Lebih dari ekonomi, merek mobil nasional dapat menjadi kebanggaan sebuah bangsa dalam perjalanannya menuju kesejahteraan bersama.
Sayangnya, kelahiran Esemka yang tidak diiringi dengan kepemilikkan dan pengembangan teknologi secara mandiri, belum mampu menjawab harapan untuk hadir menjadi lokomotif teknologi mobil menuju Indonesia maju.
Setelah tertinggal momentum kepemilikan teknologi mobil listrik, kini negara melalui pemerintah menguras pikiran untuk serius membangun industri baterai, salah satu komponen penting mobil listrik selain motor listrik.
Alasan terpilihnya industri baterai adalah karena Indonesia diititpkan oleh Tuhan cadangan bijih nikel yang besar.
Teknologi baterai yang diproduksi di Indonesia ini akan berasal dan dikerjakan oleh perusahaan asal Korea Selatan yaitu LG untuk jenis Lithium Nikel Mangan Kobalt (NMC).
Selain jenis ini, ada pula jenis Lithium Kobalt Oksida (LCO), Lithium Nikel Kobalt Aluminium (NCA), dan Lithium Besi Fosfat (LFP) yang dapat digunakan untuk mobil listrik.
Dari penjelasan ini, jelas bahwa tidak semua baterai lithium menggunakan nikel, melainkan kobalt dan lithium itu sendiri.
Teknologi baterai telah dan akan terus berkembang menggunakan unsur baru yang lebih murah sehingga harganya dapat terus lebih murah di masa depan.
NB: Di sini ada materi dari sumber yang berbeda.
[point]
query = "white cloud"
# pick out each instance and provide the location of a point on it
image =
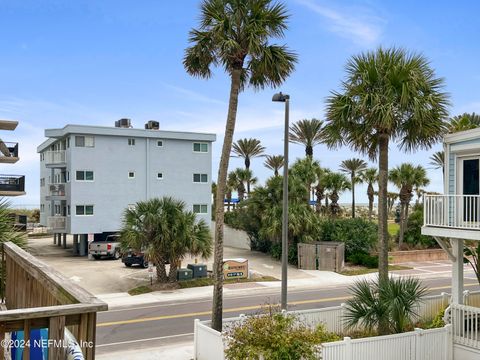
(355, 24)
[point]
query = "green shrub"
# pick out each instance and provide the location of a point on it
(274, 336)
(370, 261)
(359, 235)
(413, 233)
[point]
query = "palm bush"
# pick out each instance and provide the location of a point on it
(393, 302)
(167, 232)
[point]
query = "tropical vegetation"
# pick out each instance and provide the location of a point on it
(236, 35)
(167, 232)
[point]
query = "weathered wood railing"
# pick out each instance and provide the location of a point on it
(38, 296)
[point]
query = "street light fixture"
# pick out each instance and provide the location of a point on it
(279, 97)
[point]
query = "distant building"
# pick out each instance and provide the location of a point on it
(90, 174)
(10, 185)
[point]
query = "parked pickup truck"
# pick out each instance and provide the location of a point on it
(110, 247)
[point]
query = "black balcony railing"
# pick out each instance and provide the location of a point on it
(12, 183)
(8, 149)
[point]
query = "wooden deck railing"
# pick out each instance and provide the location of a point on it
(38, 296)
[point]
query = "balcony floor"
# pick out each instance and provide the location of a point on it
(451, 232)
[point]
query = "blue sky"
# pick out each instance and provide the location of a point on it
(93, 62)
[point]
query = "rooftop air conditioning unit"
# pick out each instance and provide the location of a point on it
(124, 123)
(152, 125)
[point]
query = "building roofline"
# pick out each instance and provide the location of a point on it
(462, 136)
(54, 134)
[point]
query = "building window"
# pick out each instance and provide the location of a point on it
(200, 208)
(84, 210)
(84, 141)
(203, 178)
(200, 147)
(84, 175)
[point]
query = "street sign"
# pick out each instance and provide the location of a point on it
(235, 269)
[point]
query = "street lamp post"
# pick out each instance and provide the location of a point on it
(286, 99)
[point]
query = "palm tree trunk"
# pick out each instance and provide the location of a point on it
(172, 273)
(383, 217)
(353, 195)
(217, 303)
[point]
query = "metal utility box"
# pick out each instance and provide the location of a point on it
(199, 270)
(184, 274)
(324, 255)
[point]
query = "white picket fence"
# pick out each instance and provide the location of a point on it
(209, 343)
(433, 344)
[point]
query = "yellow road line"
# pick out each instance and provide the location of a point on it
(237, 309)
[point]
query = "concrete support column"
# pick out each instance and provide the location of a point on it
(457, 271)
(75, 244)
(83, 251)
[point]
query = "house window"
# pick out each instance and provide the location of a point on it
(200, 208)
(201, 178)
(84, 210)
(200, 147)
(84, 141)
(84, 175)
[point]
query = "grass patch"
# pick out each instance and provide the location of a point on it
(360, 270)
(185, 284)
(393, 228)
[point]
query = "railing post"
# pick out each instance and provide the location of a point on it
(56, 335)
(348, 348)
(448, 342)
(418, 344)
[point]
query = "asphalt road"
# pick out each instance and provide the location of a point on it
(154, 325)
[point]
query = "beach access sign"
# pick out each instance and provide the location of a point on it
(235, 269)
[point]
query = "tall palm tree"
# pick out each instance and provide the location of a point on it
(336, 183)
(308, 133)
(464, 122)
(353, 167)
(274, 162)
(248, 149)
(167, 231)
(236, 36)
(370, 176)
(389, 95)
(407, 177)
(437, 160)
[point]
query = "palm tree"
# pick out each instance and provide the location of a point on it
(308, 133)
(305, 170)
(393, 302)
(336, 183)
(274, 162)
(370, 176)
(389, 95)
(437, 160)
(464, 122)
(406, 177)
(235, 35)
(353, 167)
(167, 232)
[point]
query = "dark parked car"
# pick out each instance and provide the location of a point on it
(134, 257)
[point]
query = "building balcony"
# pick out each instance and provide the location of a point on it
(56, 191)
(55, 159)
(452, 216)
(12, 185)
(57, 223)
(8, 152)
Sehingga memiliki pabrik baterai bukanlah tujuan utama bangsa kita, melainkan kepemilikan atas industri mobil listrik itu sendiri yang dapat ikut menjadi tulang punggung pengembangan teknologi baterai di masa mendatang, seperti Tesla.
Mobil listrik secara teknis adalah bentuk elektrifikasi transportasi. Dengan demikian, mobil listrik akan berkaitan langsung dengan sumber, pembangkit, penyaluran dan harga listrik itu sendiri.
Jika menggunakan listrik bersubsidi, maka secara tidak langsung pemilik mobil listrik akan menikmati subsidi listrik yang mungkin bukan ditujukan untuk pemilik mobil listrik.
Penetrasi tinggi mobil listrik juga mungkin akan menyebabkan lonjakan permintaan listrik. Lonjakan yang tidak terukur dan terkendali akan menyebabkan gangguan saluran listrik yang kapasitasnya terbatas.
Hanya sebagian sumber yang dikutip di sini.